Sie steht für ungewöhnliche Expressivität und Radikalität im Ausdruckstanz, aber auch exemplarisch für das hedonistische Lebensgefühl in den Zwanzigerjahren, das sie am Ende zerstörte: Anita Berber.
Wenn auch im heutigen Berlin mitunter die Zwanzigerjahre beschworen oder gar Parallelen bemüht werden, so bietet unsere Zeit wenig Vergleichbares. Denn das Berlin der sogenannten Goldenen Zwanziger erzeugte zwar einerseits ein Lebensgefühl, das dem Tempo der wachsenden Großstadt entsprang, andererseits aber war es zum Zentrum der Avantgarde auf allen Gebieten der Kunst avanciert.
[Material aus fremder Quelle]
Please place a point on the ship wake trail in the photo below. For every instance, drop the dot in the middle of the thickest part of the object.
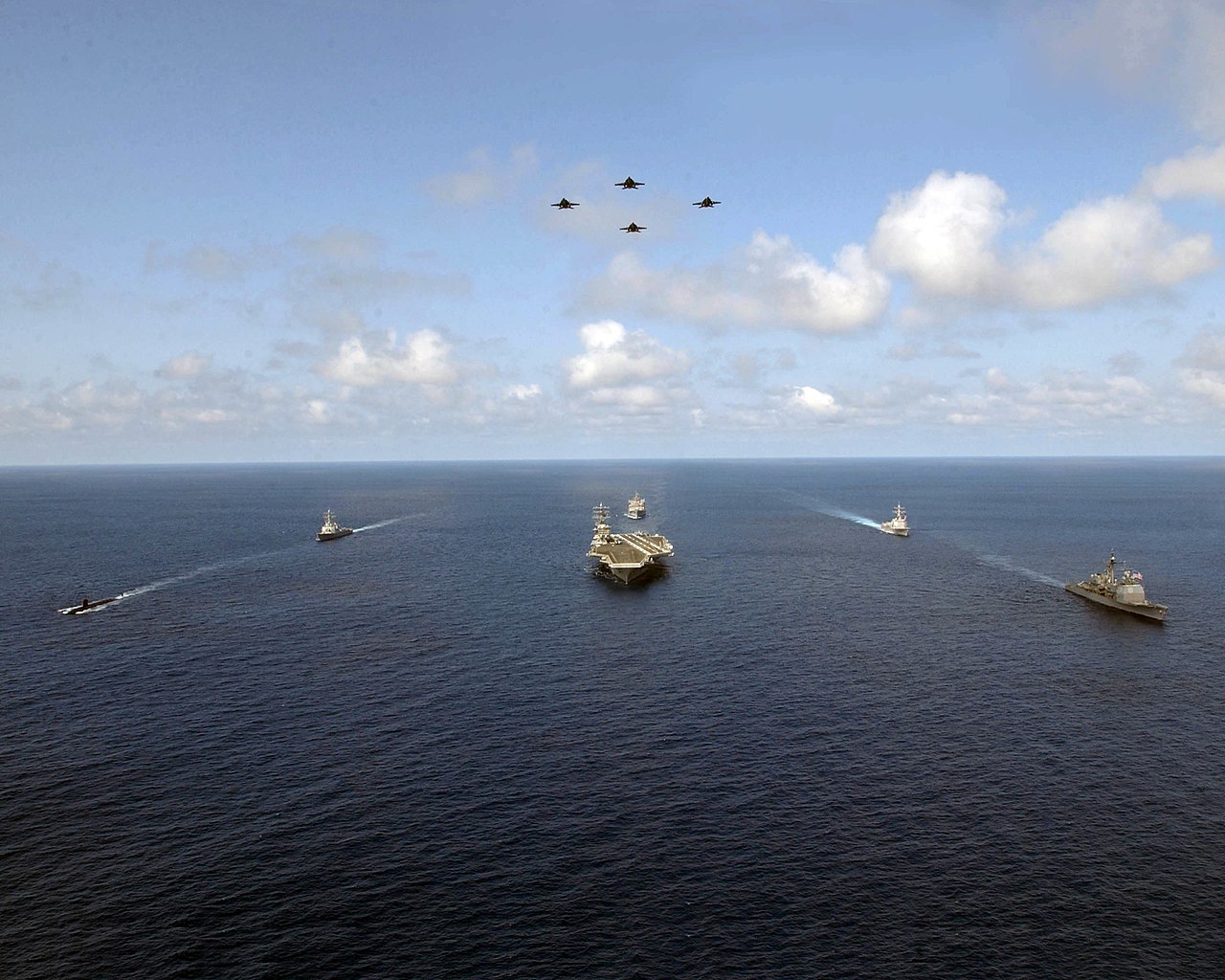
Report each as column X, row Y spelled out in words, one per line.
column 1009, row 565
column 385, row 523
column 819, row 506
column 196, row 572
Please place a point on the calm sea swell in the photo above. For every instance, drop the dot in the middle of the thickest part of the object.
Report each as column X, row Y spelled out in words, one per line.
column 442, row 747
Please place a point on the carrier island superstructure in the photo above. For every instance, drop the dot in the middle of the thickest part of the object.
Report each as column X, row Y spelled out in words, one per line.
column 628, row 556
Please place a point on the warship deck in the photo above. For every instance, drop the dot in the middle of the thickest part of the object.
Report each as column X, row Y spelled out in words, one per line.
column 628, row 555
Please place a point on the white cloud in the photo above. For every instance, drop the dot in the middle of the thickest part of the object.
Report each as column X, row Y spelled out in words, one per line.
column 613, row 357
column 1199, row 173
column 1146, row 48
column 768, row 284
column 944, row 234
column 423, row 359
column 318, row 412
column 817, row 403
column 625, row 371
column 523, row 392
column 188, row 366
column 342, row 245
column 1202, row 372
column 484, row 179
column 1109, row 249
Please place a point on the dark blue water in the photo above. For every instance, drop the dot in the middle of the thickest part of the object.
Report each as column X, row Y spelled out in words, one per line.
column 442, row 747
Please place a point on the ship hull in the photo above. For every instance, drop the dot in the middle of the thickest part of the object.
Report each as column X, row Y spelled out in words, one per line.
column 87, row 607
column 1149, row 611
column 635, row 573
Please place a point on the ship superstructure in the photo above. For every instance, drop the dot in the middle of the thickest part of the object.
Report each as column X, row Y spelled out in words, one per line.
column 897, row 524
column 1125, row 591
column 331, row 529
column 628, row 556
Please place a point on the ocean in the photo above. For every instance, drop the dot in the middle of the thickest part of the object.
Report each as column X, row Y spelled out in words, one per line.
column 445, row 747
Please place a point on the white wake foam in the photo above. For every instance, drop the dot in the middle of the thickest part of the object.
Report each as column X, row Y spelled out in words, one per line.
column 1009, row 565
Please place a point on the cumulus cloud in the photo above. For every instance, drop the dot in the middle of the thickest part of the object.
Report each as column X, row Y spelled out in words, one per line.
column 1202, row 366
column 423, row 359
column 1168, row 48
column 188, row 366
column 341, row 245
column 523, row 392
column 211, row 263
column 1109, row 249
column 626, row 370
column 816, row 403
column 768, row 284
column 1199, row 173
column 944, row 235
column 485, row 179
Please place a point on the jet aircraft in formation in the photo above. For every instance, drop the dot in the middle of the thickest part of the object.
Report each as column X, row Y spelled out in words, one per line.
column 631, row 184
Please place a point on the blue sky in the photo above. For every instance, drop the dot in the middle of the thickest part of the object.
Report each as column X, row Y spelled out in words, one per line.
column 301, row 230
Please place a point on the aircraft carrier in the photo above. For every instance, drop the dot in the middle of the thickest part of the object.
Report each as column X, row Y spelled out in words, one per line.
column 626, row 556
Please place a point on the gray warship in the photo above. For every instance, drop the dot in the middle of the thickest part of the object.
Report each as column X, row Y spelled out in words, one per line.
column 331, row 529
column 628, row 556
column 1124, row 591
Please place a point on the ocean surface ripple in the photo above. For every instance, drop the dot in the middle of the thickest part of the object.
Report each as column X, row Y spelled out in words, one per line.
column 444, row 747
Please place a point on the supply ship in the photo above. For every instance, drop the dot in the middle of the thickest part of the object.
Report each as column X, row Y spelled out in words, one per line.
column 331, row 530
column 1124, row 591
column 898, row 524
column 626, row 556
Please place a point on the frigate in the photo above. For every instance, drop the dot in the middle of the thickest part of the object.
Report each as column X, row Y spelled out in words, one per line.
column 898, row 524
column 1124, row 591
column 628, row 556
column 331, row 529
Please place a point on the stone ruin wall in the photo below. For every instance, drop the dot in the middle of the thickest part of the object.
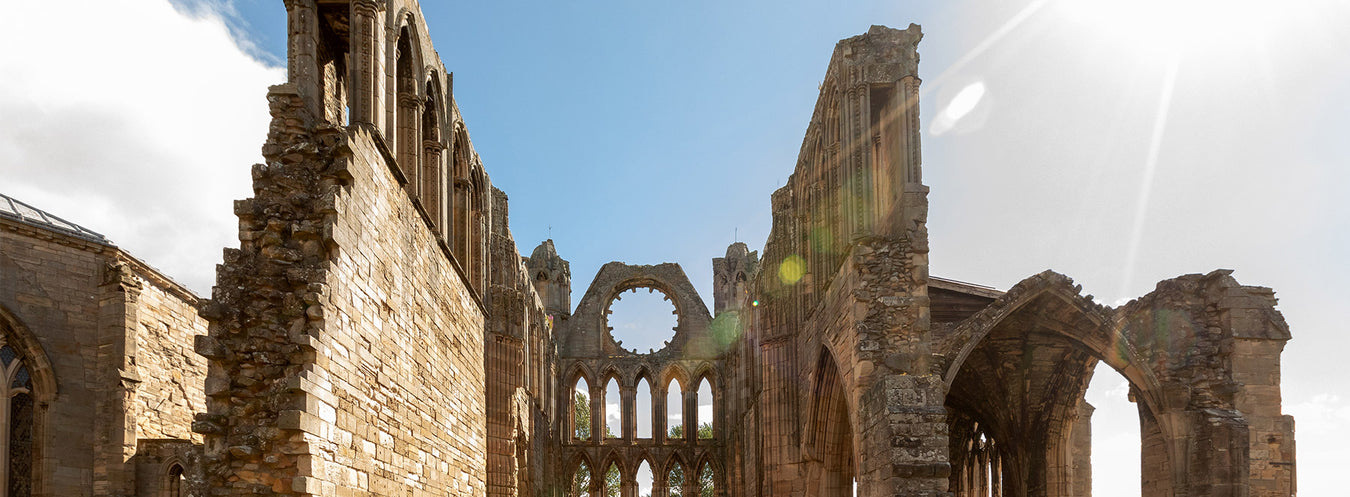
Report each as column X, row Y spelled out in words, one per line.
column 375, row 289
column 122, row 369
column 172, row 373
column 847, row 374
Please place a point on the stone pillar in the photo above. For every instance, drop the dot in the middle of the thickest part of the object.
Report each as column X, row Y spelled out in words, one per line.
column 303, row 53
column 1218, row 459
column 115, row 439
column 367, row 27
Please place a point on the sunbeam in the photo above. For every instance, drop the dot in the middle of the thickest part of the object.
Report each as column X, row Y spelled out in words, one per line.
column 1150, row 165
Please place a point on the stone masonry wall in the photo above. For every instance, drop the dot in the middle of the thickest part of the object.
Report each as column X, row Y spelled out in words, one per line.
column 346, row 349
column 407, row 359
column 172, row 374
column 45, row 285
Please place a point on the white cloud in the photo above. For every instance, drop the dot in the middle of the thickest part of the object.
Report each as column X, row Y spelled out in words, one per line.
column 132, row 120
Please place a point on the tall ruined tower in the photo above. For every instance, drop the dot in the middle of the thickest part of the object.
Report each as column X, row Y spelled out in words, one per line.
column 857, row 368
column 552, row 278
column 731, row 277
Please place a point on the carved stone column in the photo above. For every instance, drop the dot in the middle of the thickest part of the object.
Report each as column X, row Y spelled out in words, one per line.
column 366, row 72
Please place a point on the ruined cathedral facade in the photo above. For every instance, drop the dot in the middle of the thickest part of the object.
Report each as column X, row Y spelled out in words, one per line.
column 377, row 332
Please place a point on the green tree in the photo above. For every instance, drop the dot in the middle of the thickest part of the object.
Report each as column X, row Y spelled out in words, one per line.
column 581, row 481
column 675, row 481
column 705, row 481
column 581, row 416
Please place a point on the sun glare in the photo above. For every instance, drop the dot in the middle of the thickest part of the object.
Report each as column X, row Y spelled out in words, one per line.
column 1172, row 27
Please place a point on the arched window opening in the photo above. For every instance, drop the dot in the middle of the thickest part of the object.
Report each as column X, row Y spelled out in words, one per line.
column 176, row 482
column 432, row 169
column 1115, row 454
column 674, row 411
column 644, row 478
column 675, row 481
column 706, row 486
column 643, row 408
column 613, row 481
column 581, row 481
column 581, row 409
column 705, row 409
column 407, row 137
column 16, row 408
column 458, row 195
column 613, row 411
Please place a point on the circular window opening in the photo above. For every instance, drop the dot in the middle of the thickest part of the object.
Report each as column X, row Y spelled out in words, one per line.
column 641, row 319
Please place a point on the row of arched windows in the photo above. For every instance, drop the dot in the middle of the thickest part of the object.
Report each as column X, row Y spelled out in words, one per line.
column 672, row 482
column 451, row 189
column 612, row 413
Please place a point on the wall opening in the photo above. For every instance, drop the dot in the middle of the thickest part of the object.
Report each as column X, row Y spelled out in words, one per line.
column 581, row 409
column 643, row 408
column 706, row 481
column 705, row 409
column 675, row 411
column 675, row 481
column 176, row 482
column 644, row 480
column 613, row 411
column 641, row 319
column 405, row 135
column 1115, row 435
column 16, row 426
column 581, row 481
column 613, row 481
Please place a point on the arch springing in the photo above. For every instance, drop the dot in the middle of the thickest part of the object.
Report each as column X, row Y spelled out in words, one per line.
column 16, row 416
Eine unbändige Energie und Kreativität erfasste die Künstler in der Stadt und diejenigen, die es nach dem Ersten Weltkrieg in die alles verheißende neue Kunst- und Amüsiermetropole Berlin gezogen hatte. So, neben vielen Literaten, Malern und Schauspielern, auch junge Tänzerinnen wie Josephine Baker oder Anita Berber, die in den einschlägigen Theatern, Varietés und Tanzlokalen mit spektakulären Choreografien für Aufsehen sorgten. Während Josephine Baker, das erste schwarze Sexsymbol, noch heute in unserem kollektiven Bewusstsein präsent ist und als die „Mutter aller Tänzerinnen“ betitelt wird, muss der Name Anita Berber erst nachgeschlagen werden. Dabei war sie es, die als erste Tänzerin den Exhibitionismus des Tingeltangels aufbrach, und den Ausdruckstanz, wenn es ihn bis dahin überhaupt gegeben hat, in radikaler Weise geradezu revolutionierte. Für die damaligen Besucher des „Wintergartens“, „Wiener Apollo-Theaters“ oder „Metropol-Varietés“, wo sie ab 1920 auftrat, war sie allerdings in erster Linie die angesagte Nackttänzerin. Ihre Choreographien faszinierten und erregten die Zuschauer derart, dass sie schnell in aller Munde war und zu einer Art Symbolfigur wurde. Für eine Zeit, in der die Krisen der Weimarer Republik ein hedonistisches Lebensgefühl aufkommen ließen und der „Tanz auf dem Vulkan“ Zügellosigkeit und Vergnügungssucht gebar. Im Tanz der Berber schien dies den adäquaten künstlerischen Ausdruck gefunden zu haben: betörend-zügellos, lasziv-erotisch, bis hin zur hemmungslosen Ekstase. Das faszinierte auch Künstler wie Otto Dix, der Anita Berber 1925 porträtierte. Zu diesem Zeitpunkt war die einst schöne Frau mit knabenhaft-schlankem Körper allerdings bereits äußerlich durch Alkohol, Drogen und ein ungezügeltes Liebesleben gezeichnet und ihr Gesicht zur Maske erstarrt. Unter anderen hatte sie der Tänzer, Choreograph und Dichter Sebastian Droste, mit dem sie ab 1920 eine Zeit lang auftrat, auf einen unheilvollen Weg geführt. Drogen bestimmten ihr Leben und ihre Auftritte von da an mit.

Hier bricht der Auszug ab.